Obama’s presence would also be the best way to honor Rev. Theodore M. Hesburgh, 92, Notre Dame's president emeritus, says Kmiec. “Today, Father Ted has been rendered nearly blind by illness, but he, like Obama, can see clearly two great goods missed by the short-sighted critics of the invitation: first, that while on Inauguration Day, all Americans rejoiced in the election of the first African-American to the presidency, today we are with him or against him irrespective of race, and second, that despite our occasionally profound disagreement, if we are truly to learn to live with one another, we will need to find a way, as Obama has remarked, ‘that reconciles the beliefs of each with the good of all.’”

George Weigel, responded to Kmiec’s piece with an article titled, “The university's egregious error.” Weigel, who was Pope John Paul II’s biographer and is a senior fellow of  Ethics and Public Policy Center, responds that when a university invites a prominent personality to deliver a commencement address, both “the invitation and the award of an honorary degree are a university's stamp of approval on someone's life and accomplishment.”

“Which is precisely why the University of Notre Dame, which claims to be America's premier Catholic institution of higher learning, made an egregious error in inviting President Barack Obama,” he writes.

According to Weigel, since Inauguration Day, “Obama has made several judgment calls that render Notre Dame's invitation little short of incomprehensible,” among them, to put the taxpayers of the United States back into the business of paying for abortions abroad, expanding federal funding for embryo-destructive stem-cell research and defending that position “in a speech that was a parody of intellectually serious moral reasoning.”

Besides all of this, he says, “the Obama administration threatens to reverse federal regulations that protect the conscience rights of Catholic and other pro-life health-care professionals.”

“How any of this, much less the sum total of it, constitutes a set of decisions Notre Dame believes worth emulating is not, to put it gently, easy to understand,” Weigel writes.

Weigel also points out that “the Catholic defense of the right to life is not a matter of arcane or esoteric Catholic doctrine: You don't have to believe in the primacy of the pope, in seven sacraments, in Mary's assumption into heaven, in the divine and human natures of Christ—you don't even have to believe in God—to take seriously the Catholic claim that innocent human life has an inalienable dignity and value that demands the protection of the laws.”

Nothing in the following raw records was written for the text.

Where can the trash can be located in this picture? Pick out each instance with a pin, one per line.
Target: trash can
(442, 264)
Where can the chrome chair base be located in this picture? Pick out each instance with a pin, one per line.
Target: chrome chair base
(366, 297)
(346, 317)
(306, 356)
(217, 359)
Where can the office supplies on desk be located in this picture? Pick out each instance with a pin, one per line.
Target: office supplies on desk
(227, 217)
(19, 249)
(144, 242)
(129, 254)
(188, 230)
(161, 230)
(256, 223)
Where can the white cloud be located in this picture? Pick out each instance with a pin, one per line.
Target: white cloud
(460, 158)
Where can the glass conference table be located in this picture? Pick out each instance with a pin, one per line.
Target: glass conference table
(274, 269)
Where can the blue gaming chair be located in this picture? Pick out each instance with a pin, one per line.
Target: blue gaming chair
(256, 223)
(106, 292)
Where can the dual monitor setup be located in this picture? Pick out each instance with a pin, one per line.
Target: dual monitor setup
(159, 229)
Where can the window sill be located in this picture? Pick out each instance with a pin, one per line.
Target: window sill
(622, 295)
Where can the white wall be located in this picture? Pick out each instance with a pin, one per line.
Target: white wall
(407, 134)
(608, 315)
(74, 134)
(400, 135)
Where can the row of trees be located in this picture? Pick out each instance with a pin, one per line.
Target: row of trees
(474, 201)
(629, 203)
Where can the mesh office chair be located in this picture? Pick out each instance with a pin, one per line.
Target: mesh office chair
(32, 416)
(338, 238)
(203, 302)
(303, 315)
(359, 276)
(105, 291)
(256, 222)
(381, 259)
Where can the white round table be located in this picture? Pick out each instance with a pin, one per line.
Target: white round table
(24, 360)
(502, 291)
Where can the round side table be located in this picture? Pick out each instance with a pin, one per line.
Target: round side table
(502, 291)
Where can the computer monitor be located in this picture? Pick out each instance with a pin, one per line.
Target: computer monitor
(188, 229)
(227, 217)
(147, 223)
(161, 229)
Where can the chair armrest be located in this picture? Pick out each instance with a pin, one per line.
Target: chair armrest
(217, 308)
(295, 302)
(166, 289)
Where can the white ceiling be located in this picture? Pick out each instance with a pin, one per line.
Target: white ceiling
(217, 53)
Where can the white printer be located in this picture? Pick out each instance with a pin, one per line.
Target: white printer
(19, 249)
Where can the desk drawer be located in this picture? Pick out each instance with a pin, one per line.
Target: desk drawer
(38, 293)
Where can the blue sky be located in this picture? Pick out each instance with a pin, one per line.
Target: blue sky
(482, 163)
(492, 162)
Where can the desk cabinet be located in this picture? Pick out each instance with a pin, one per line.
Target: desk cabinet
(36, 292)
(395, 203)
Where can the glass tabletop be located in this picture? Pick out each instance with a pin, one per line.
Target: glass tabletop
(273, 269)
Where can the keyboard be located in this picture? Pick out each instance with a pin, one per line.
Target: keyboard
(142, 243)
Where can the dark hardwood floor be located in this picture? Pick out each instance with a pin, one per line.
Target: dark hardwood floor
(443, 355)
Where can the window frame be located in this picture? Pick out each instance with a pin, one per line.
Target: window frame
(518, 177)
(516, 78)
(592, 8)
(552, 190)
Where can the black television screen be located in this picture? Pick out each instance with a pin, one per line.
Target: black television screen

That conviction, the EPPC senior fellow argues, is the one that “once led men like Notre Dame's former president, Father Theodore M. Hesburgh, to work for decades on behalf of civil rights for African-Americans. That claim and that work made it possible for Obama to be elected president of the United States.”

“And, in a bitter irony, it is precisely that claim that is contradicted, indeed trampled on, by the Obama administration's policies on a whole host of life issues.”

“If Notre Dame had invited the president to address a symposium on the grave moral issues the president himself acknowledges being at the heart of the biotech revolution, that, too, would have been a public service. For that is one of the things great universities do: They provide a public forum for serious argument about serious matters touching the common good,” Weigel asserts.

“But, to repeat, a commencement is not a debate, nor is a commencement address the beginning of some sort of ongoing dialogue, as Notre Dame officials have tried to suggest. A commencement address and the degree that typically accompanies it confer an honor. That honor is, or should be, a statement of the university's convictions.”

“Notre Dame's leaders invite the conclusion that their convictions on the great civil rights issues of our time are not those that once led Hesburgh to stand with Dr. Martin Luther King Jr. and proclaim an America in which all God's children are equal before the law. And that is very bad news for all Americans,” he concludes.